The inhumanity of Ofqual's algorithm

To everyone's relief, the Government eventually caved in over the awarding of grades to A/AS level and GCSE students who had not been able to take their exams. The algorithm that awarded aspiring young people grades they did not expect and did not deserve was discarded in favour of grades set by their schools and colleges. But only if the grades awarded were too low. Those to whom the algorithm awarded over-high grades got to keep them. As a result, the "rampant grade inflation" that the Education Secretary was so desperate to prevent is now even worse than it would be if only the centre-assessed grades were used. What a mess.

But it is not the current mess that bothers me, bad though it is. Nor even the mess there will probably be next year, when universities are faced with cramming next year's cohort into intakes already partially filled by deferrals from this year. No, it is what this algorithm tells us about the way officials at the Department of Education, OfQual and examination boards think. The algorithm they devised has been consigned to the compost heap, but they are still there. Their inhuman reasoning will continue to influence policy for years to come.
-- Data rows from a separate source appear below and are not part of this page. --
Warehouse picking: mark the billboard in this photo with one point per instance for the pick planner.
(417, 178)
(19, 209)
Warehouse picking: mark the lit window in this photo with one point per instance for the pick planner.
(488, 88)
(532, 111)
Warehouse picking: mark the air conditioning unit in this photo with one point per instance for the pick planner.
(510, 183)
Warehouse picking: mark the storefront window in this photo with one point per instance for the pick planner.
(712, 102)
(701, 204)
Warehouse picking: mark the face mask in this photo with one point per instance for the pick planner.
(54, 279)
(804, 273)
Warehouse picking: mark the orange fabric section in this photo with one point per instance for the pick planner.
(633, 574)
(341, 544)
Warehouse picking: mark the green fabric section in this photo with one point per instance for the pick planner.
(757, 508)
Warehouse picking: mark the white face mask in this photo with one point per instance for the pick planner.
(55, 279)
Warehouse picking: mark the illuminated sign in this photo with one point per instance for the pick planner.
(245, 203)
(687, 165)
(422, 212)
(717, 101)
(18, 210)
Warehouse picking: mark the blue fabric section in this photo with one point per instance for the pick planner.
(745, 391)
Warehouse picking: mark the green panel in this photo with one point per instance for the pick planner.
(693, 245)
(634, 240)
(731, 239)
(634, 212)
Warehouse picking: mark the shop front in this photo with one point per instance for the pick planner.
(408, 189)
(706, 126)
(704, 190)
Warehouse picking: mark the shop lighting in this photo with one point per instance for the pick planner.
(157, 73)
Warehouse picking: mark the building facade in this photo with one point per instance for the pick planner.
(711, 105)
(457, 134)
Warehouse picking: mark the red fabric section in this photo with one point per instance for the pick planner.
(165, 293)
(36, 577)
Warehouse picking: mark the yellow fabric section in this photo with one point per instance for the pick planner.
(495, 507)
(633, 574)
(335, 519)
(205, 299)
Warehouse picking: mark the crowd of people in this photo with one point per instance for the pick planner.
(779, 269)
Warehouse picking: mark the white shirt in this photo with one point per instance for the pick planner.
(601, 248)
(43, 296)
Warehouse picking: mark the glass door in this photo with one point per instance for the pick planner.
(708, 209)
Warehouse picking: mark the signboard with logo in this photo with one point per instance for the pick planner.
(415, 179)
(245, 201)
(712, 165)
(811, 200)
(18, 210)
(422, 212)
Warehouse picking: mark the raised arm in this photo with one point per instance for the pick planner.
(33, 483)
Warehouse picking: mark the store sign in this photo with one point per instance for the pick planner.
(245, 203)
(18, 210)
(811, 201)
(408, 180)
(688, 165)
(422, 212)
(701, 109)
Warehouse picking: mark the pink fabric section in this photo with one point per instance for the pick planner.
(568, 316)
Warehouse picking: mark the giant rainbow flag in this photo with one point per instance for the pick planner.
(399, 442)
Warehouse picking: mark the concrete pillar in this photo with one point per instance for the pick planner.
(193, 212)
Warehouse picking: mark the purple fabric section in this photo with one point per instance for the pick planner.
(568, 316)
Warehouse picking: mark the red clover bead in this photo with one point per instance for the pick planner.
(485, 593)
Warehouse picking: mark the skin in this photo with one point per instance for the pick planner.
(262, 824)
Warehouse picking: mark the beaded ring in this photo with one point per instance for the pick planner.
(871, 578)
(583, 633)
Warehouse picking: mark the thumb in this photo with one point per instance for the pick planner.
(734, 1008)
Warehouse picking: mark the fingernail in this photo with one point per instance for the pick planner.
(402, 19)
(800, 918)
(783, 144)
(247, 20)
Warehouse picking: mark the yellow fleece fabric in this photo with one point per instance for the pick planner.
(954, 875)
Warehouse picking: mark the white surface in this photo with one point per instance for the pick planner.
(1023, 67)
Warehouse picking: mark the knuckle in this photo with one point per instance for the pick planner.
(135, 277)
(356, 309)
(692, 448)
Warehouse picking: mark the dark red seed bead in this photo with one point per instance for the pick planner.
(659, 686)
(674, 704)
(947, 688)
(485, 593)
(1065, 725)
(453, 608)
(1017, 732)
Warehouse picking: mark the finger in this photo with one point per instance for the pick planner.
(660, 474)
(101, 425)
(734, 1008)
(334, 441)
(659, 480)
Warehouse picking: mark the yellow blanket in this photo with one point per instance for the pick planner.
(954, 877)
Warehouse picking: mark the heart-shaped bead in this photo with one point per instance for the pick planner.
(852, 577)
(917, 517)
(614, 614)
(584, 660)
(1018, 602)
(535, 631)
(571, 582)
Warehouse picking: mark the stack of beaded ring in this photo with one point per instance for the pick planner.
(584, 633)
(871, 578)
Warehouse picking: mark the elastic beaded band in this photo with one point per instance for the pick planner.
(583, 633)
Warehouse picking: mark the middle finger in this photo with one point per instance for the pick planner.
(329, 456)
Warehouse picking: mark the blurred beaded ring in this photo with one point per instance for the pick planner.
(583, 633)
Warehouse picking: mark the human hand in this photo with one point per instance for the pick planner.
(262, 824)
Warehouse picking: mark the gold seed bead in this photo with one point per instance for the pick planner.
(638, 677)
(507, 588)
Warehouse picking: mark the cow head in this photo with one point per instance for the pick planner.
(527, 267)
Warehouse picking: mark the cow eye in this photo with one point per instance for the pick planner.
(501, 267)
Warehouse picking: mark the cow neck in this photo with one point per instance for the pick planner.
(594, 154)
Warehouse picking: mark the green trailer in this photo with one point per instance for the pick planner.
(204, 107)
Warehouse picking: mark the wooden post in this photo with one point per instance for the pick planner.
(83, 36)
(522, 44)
I say "inhuman", because for me that is what is fundamentally wrong with the "algorithm", or rather with the logical process of which the mathematical model is part. Both the model itself and its attendent processes were biased and unfair. But they are merely illustrative of the underlying - and fatal - problem. The algorithm did not treat people as individuals. It reduced them to points on a curve. It was, in short, inhuman.

A fundamentally flawed model

The mathematical model itself is deceptively simple. Here it is:

𝑃𝑘𝑗 = (1 − 𝑟𝑗)𝑐𝑘 + 𝑟𝑗(𝑐𝑘𝑗 + 𝑞𝑘𝑗 − 𝑝𝑘𝑗)

where Pkj is the proportion of students at the school or college allocated a particular grade in a particular subject, ckj is the historical proportion of the school or college's students that got that grade in that subject, rj is the proportion of students at the school or college for which there exists "prior attainment" data (GCSEs for A/AS levels, KS2 SATs for GCSEs), and qkj - pkj adjusts the grades awarded to those students by the difference between their cohort's "prior attainment" and that of the 2019 cohort. The tech spec helpfully annotates the equation to this effect:

This equation will result in unfair outcomes in two dimensions.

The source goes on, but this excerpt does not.